In the last match, Lukis and his unit managed to whittle their numbers down to just six. But they still lost. The machines feinted a forward assault with four losing two in the process, but their remaining two carefully flanked and then killed their last ten with precise shots.
The Sergeant, pissed, chewed them out for another hour and dismissed them. They had just three hours to rest before wake-up.
The next day was an instruction day. They sat and got Injection Learning all day, broken up only by the Sergeant occasionally swatting them across the back. To make sure they remembered reality, he said.
The Injection Learning was never enjoyable, but with so little sleep he found his brain started hurting very early on, and his headache only grew in intensity.
All day they learned of their enemy's tactics in an infantry fight: the pure drone warfare of the Bicet, the fast and aggressive tactics of the Dessei, the solid and defensible positions of the Sepht that slowly enveloped, and of course about the tactics of Depraved Humanity.
Their true enemy; they would have to overcome Depraved Humanity, liberate it from the Alien, and reclaim Earth. It was their solemn duty.
Which made no sense to Lukis. The one concept he had learned growing up that had seemed important to him was to live and to let others live.
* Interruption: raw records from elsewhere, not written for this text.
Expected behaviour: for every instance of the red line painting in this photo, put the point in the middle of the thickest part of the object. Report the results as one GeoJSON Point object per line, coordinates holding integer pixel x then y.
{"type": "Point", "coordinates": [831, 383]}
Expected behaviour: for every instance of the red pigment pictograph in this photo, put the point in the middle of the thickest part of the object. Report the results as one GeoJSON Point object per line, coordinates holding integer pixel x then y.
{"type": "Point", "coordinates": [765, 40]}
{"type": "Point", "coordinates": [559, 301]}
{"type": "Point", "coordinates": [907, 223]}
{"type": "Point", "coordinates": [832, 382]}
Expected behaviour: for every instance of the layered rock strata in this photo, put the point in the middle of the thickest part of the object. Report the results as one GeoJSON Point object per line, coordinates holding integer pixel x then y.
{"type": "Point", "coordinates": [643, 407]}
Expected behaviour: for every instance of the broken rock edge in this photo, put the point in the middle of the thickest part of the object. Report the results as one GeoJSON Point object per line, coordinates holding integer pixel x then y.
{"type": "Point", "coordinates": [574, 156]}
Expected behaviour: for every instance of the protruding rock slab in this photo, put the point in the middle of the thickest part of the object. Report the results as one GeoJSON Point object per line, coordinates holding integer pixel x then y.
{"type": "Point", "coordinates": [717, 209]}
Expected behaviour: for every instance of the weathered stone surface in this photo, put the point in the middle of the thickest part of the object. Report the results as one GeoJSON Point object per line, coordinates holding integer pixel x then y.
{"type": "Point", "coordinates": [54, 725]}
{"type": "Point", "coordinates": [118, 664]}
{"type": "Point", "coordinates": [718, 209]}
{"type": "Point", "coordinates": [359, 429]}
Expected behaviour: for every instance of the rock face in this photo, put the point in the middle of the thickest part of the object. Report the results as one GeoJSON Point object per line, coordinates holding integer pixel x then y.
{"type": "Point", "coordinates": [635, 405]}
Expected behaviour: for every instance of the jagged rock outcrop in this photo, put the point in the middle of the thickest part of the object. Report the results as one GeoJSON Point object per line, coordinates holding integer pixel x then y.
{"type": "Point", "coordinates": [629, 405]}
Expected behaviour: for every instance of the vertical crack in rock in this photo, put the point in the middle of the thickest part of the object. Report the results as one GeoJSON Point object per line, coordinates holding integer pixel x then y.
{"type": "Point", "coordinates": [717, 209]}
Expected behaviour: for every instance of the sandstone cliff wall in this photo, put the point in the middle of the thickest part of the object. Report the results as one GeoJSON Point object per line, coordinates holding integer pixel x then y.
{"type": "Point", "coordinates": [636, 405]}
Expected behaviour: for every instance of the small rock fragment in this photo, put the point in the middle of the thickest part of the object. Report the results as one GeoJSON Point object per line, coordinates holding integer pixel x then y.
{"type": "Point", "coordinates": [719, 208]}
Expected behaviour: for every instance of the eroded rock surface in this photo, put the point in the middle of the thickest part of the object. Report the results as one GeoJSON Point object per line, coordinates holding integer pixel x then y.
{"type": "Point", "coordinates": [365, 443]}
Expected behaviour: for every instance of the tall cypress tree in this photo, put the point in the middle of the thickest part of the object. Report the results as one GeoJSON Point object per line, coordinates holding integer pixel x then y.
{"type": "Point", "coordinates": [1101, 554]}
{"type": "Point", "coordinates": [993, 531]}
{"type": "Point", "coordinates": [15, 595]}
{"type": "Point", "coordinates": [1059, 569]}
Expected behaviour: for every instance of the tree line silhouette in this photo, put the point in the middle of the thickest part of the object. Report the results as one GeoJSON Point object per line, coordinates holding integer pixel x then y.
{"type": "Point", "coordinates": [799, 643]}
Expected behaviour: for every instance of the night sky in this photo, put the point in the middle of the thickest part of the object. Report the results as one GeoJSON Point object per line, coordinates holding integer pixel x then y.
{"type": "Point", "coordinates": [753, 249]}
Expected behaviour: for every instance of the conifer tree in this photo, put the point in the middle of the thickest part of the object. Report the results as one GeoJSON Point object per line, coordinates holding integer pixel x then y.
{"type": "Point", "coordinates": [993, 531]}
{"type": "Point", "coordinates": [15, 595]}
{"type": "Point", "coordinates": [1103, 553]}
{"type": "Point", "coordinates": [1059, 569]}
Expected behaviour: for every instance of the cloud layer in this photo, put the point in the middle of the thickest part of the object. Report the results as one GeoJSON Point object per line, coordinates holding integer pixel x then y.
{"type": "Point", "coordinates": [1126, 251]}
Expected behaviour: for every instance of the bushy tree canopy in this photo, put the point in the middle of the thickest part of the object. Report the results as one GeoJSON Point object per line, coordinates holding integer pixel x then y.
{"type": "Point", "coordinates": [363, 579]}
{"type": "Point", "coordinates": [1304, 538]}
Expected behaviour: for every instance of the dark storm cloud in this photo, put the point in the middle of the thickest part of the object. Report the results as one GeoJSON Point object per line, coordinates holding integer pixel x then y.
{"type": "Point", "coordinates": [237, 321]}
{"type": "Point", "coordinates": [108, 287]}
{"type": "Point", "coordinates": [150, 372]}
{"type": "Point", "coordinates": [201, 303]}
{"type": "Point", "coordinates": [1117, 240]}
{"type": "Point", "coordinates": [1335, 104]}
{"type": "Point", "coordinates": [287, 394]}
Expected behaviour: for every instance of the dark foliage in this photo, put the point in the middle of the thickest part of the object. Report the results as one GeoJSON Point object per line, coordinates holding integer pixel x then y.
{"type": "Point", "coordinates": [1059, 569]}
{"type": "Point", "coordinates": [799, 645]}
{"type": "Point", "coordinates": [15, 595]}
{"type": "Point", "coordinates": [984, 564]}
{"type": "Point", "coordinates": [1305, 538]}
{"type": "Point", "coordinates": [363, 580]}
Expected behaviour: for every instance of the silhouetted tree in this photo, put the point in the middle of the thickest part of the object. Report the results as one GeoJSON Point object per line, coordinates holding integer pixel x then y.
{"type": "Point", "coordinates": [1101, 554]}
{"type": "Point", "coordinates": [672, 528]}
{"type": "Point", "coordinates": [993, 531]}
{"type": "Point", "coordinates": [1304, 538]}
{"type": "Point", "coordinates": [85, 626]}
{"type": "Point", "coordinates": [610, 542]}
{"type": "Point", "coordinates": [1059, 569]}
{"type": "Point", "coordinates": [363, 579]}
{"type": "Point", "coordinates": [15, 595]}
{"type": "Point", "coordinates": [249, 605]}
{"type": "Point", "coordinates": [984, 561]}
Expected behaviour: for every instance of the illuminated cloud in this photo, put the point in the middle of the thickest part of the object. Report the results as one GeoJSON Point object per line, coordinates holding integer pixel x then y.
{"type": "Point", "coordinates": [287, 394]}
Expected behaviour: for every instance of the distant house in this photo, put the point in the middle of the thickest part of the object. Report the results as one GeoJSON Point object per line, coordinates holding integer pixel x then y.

You did not have to mix, but you could let live. It had been the founding ideal of the Ouo Ledori . . .
But he knew what they wanted you to say, and interspersed through the hours of tactics were the political tests, making sure that you were loyal, that you were a good Glorian Soldier.
Gloria Aeternus.
The tactics of humanity did rely heavily on the machine soldiers, but they had real troops mixed in there, too. The tactics suggested ways to tell them apart, but the Union machine soldiers were very good at seeming organic in their movements - until they sprung into action. That was one of the best times to tell them apart, but since sticking your head out for too long got it shot off, and targeting drones were the enemy's second-priority target, it really didn't tell you much.
Every Glorian Soldier who kills a Depraved Human warfighter will receive a bonus of 2,000 Credits.
Every Glorian Soldier who kills a Xeno warfighter will receive a bonus of 5,000 Credits.
The words seared into his brain, and for the first time he found himself recoiling at the hideous thought of getting a bonus for committing murder.
Fear made him stop. He heard the footsteps of the Sergeant approach, and he made himself be still. Too much of a negative reaction, they might look at what it was that bothered him. And they would not like his reaction to that.
"Something bothering you?" the Sergeant asked.
"No, sir!" he barked back.
The Sergeant smacked his back with his stick, then moved on.